Lupus Research Alliance President and CEO Kenneth M. Farber commented, “This is a historic moment in lupus with two new drug approvals for lupus nephritis in just over a month. We applaud Aurinia Pharmaceuticals on their success in developing an oral treatment for lupus nephritis. Until recently, there were no drugs specifically indicated for this common and serious complication of lupus. Since lupus impacts people differently and can change over time, a multidisciplinary team approach is going to be key to ensuring better overall care and to minimizing end-stage kidney disease.”

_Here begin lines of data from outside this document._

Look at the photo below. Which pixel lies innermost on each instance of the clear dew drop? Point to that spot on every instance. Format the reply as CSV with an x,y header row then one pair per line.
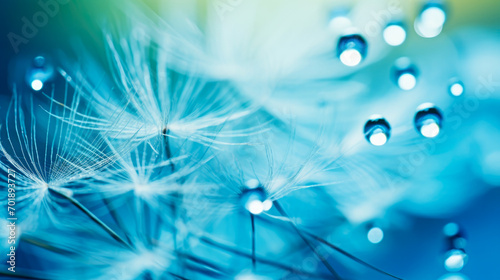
x,y
405,74
394,34
377,130
254,200
39,73
451,229
455,260
456,88
428,120
375,235
351,49
430,21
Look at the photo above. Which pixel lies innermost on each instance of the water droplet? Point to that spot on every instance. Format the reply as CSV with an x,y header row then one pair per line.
x,y
430,21
375,235
36,85
456,87
454,276
255,200
455,260
339,20
451,229
39,73
394,34
377,130
405,73
428,120
351,49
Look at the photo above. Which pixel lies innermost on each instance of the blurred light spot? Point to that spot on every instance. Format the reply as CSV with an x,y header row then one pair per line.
x,y
407,81
339,22
377,130
454,276
255,207
375,235
351,49
428,120
36,84
39,61
350,57
459,242
268,204
252,183
430,129
404,73
394,34
430,22
433,17
457,89
455,260
450,229
254,200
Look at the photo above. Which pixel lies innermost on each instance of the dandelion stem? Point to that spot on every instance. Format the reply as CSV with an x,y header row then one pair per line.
x,y
343,252
316,252
16,275
229,248
253,240
94,218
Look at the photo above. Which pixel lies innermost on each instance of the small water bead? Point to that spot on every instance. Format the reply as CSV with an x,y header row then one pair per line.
x,y
394,34
428,120
339,20
454,276
40,72
405,74
375,235
456,88
455,260
377,130
351,49
451,229
430,21
254,198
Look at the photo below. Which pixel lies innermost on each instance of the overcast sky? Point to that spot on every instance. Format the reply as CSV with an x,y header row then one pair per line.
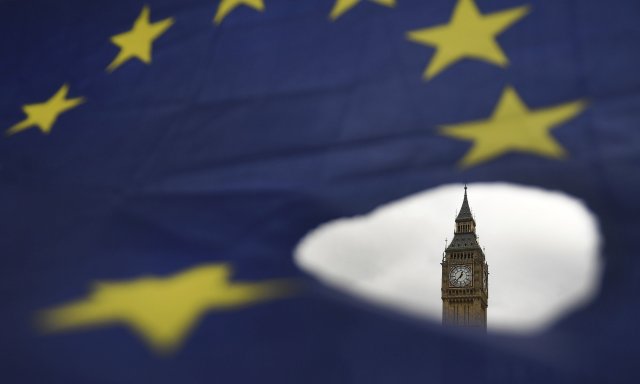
x,y
541,246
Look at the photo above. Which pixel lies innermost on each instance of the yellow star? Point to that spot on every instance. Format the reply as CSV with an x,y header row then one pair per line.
x,y
469,34
136,43
342,6
162,310
514,128
44,115
226,6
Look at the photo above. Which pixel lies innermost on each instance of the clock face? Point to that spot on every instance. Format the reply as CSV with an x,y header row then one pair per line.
x,y
460,276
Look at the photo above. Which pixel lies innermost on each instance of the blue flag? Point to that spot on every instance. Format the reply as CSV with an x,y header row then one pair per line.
x,y
161,160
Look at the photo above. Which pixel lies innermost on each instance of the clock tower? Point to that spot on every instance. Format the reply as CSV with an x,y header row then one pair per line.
x,y
465,288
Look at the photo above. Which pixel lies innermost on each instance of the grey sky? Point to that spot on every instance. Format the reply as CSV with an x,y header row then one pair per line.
x,y
542,248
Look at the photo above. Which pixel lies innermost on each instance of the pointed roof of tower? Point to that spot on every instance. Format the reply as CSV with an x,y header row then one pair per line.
x,y
465,210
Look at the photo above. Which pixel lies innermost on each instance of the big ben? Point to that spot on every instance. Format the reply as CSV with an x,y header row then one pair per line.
x,y
465,272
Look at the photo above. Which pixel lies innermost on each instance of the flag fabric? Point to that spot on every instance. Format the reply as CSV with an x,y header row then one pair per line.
x,y
160,161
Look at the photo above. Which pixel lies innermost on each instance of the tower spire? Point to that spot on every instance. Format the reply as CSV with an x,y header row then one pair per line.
x,y
465,210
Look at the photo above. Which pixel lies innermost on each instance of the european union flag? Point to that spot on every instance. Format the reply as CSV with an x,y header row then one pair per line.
x,y
161,160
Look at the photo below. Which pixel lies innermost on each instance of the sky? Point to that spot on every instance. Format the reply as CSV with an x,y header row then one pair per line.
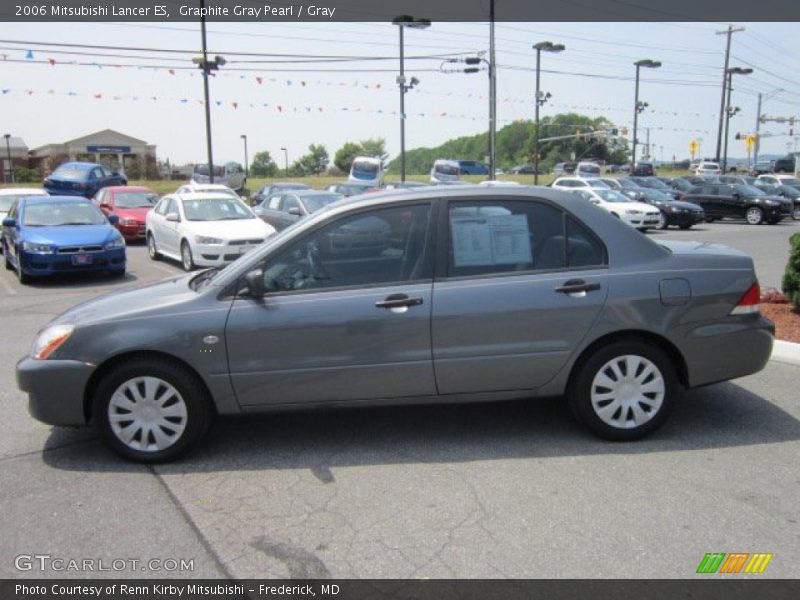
x,y
156,95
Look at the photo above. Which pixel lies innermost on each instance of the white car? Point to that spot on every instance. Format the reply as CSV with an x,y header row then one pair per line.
x,y
203,229
199,188
636,214
569,184
707,168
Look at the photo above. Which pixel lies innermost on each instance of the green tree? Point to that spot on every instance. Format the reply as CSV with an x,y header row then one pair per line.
x,y
263,165
316,161
343,159
791,277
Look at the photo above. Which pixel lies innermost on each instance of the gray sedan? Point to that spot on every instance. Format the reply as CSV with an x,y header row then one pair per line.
x,y
439,295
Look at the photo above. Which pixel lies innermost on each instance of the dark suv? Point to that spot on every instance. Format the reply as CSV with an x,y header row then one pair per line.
x,y
720,200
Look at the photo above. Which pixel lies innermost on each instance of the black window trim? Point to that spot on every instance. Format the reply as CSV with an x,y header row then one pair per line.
x,y
443,233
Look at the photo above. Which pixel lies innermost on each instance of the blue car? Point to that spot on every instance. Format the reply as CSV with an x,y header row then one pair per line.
x,y
81,179
43,235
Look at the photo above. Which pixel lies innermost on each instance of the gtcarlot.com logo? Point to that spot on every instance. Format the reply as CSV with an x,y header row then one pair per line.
x,y
734,563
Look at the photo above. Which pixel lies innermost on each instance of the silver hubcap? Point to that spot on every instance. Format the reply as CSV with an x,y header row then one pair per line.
x,y
147,414
627,391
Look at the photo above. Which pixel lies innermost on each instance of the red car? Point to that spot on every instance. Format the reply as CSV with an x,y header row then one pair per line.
x,y
131,204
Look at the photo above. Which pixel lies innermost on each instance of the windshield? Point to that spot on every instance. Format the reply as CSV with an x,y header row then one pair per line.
x,y
612,196
71,173
216,209
203,170
135,199
54,214
317,201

The approval of voclosporin is based on data taken from a combined analysis of two positive pivotal trials — the pivotal AURORA Phase 3 study and the AURA-LV Phase 2 study. Results from more than 500 lupus nephritis patients showed that those who had been treated with voclosporin in combination with standard therapy of mycophenolate mofetil and low-dose steroids had better and faster response rates than those who received the standard therapy alone.
The trials were led by Dr. Brad Rovin, Director of the Division of Nephrology and Medical Director of the Center for Clinical Research Management at the Ohio State University Wexner Medical Center. Dr. Rovin also serves on the Protocol Review & Design Sub-Committee of the Lupus Clinical Investigators Network (LuCIN), managed by Lupus Therapeutics, an affiliate of the Lupus Research Alliance.
Recognizing the persistent gap in lupus nephritis care, the Lupus Research Alliance has devoted since its inception considerable resources to studying ways to better diagnose, monitor and manage this most common complication of lupus. Among the more than 40 funded research grants focused specifically on lupus nephritis, many have laid the groundwork for critical advances in therapeutic development. These include the identification of several key biomarkers which have opened the door to new therapeutic developments that are in early clinical trials. Other LRA funded investigators used novel ways to visualize the cells inside the diseased kidney, including a powerful tool called intravital multifocal microscopy that can see through skin. In addition, the LRA is a partner in the National Institutes of Health Accelerating Medicines Partnership which is making unprecedented progress in our understanding of lupus nephritis.
About Lupus Nephritis
Lupus nephritis (LN) is inflammation of the kidney that occurs as a common symptom of systemic lupus erythematosus (SLE), also known as lupus. Proteins in the immune system called antibodies damage important structures in the kidney. Lupus nephritis is the most common complication of lupus. Five out of 10 adults with lupus will have lupus nephritis, while eight out of 10 children with lupus will have kidney damage, which usually stems from lupus nephritis. LN is more common among women than men and particularly among those who are Black, Latinx, and/or Asian.[i]
Click here for the announcement from Aurinia Pharmaceuticals Inc.
Lupus is a chronic, complex autoimmune disease that affects millions of people worldwide. More than 90 percent of people with lupus are women; lupus most often strikes during the childbearing years of 15-45. African Americans, Latinx, Asians and Native Americans are two to three times at greater risk than Caucasians. In lupus, the immune system, which is designed to protect against infection, creates antibodies that can attack any part of the body including the kidneys, brain, heart, lungs, blood, skin, and joints.
About the Lupus Research Alliance
The Lupus Research Alliance is the largest non-governmental, non-profit funder of lupus research worldwide. The organization aims to transform treatment by funding the most innovative lupus research, fostering diverse scientific talent, and driving discovery toward better diagnostics, improved treatments and ultimately a cure for lupus. Because the Lupus Research Alliance’s Board of Directors fund all administrative and fundraising costs, 100% of all donations goes to support lupus research programs.